The city sought to have the federal civil rights lawsuit that was filed by Tate-Brown's family dismissed.

Attorney Brian Mildenberg (center), Tanya Brown-Dickerson (right), mother of Brandon Tate-Brown (Matt Rourke/AP)

Attorney Brian Mildenberg (center), Tanya Brown-Dickerson (right), mother of Brandon Tate-Brown. (Matt Rourke/AP)

Relatives of Brandon Tate-Brown, who was fatally shot during a violent struggle with two Philadelphia police officers in 2014, savored a legal victory today, as a federal court judge rejected a motion from city attorneys to dismiss the civil rights lawsuit that Tate-Brown’s family filed last fall.

Tate-Brown’s mother, Tanya Brown-Dickerson, released a statement through her attorney, Brian Mildenberg, that read: “I am relieved and gratified that the federal court denied the city’s motion to dismiss all claims in this lawsuit and look forward to our day in court when the police officers will have to answer for their changing stories and explain to a federal jury why they killed Brandon Tate-Brown when they now admit he was not reaching into his vehicle for a gun when they shot him in the back of the head.

But this development — much like the case itself — is anything but simple.
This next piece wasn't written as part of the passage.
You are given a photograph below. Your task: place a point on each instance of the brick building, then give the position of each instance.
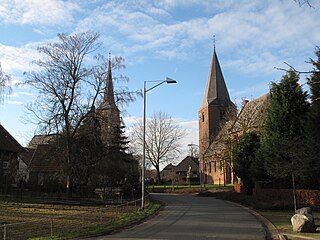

Let’s try to make sense of everything.

What Was Dismissed: U.S. District Court Judge Stewart Dalzell did dismiss a handful of claims in the lawsuit, beginning with a wrongful death claim against the city itself. (Dalzell allowed a wrongful death claim against Officers Nicholas Carrelli and Heng Dang, the two cops who were involved in the shooting, to proceed.)

A claim of ethnic intimidation was dismissed, given a lack of evidence “to allow us to draw the reasonable inference that Officers Carrelli and Dang pulled over Tate-Brown’s car and then falsely arrested, assault, battered and killed him with a malicious intent motivated by ethnic hatred,” Dalzell wrote.

The judge also dismissed claims of discrimination in a federally-funded program, racial targeting and earlier class-action aspects of the lawsuit.

What Wasn’t Dismissed: Dalzell allowed claims of false arrest, assault, battery and federal civil rights violation against Carrelli and Dang to proceed.  The judge also referenced the myriad training and policy problems in the Philadelphia Police Department that were identified by the U.S. Department of Justice last spring.

The city argued that not all of the policy changes recommended by the DOJ pertained to a case like Tate-Brown’s. “All of the DOJ Report’s recommendations come from identified deficiencies in the existing training,” Dalzell wrote. “At this early stage, plaintiff has pled sufficient facts that, if accepted as true, could make a plausible claim that the need for more or different training was sufficiently obvious, and the inadequacy so likely to result in the violation of citizens’ Fourth Amendment rights, that the city could be found to have been deliberately indifferent.”

What It All Means: This won’t be the last you hear about the Tate-Brown case, which attracted national attention and has been the primary focus of Black Lives Matter protests across Philadelphia for more than a year.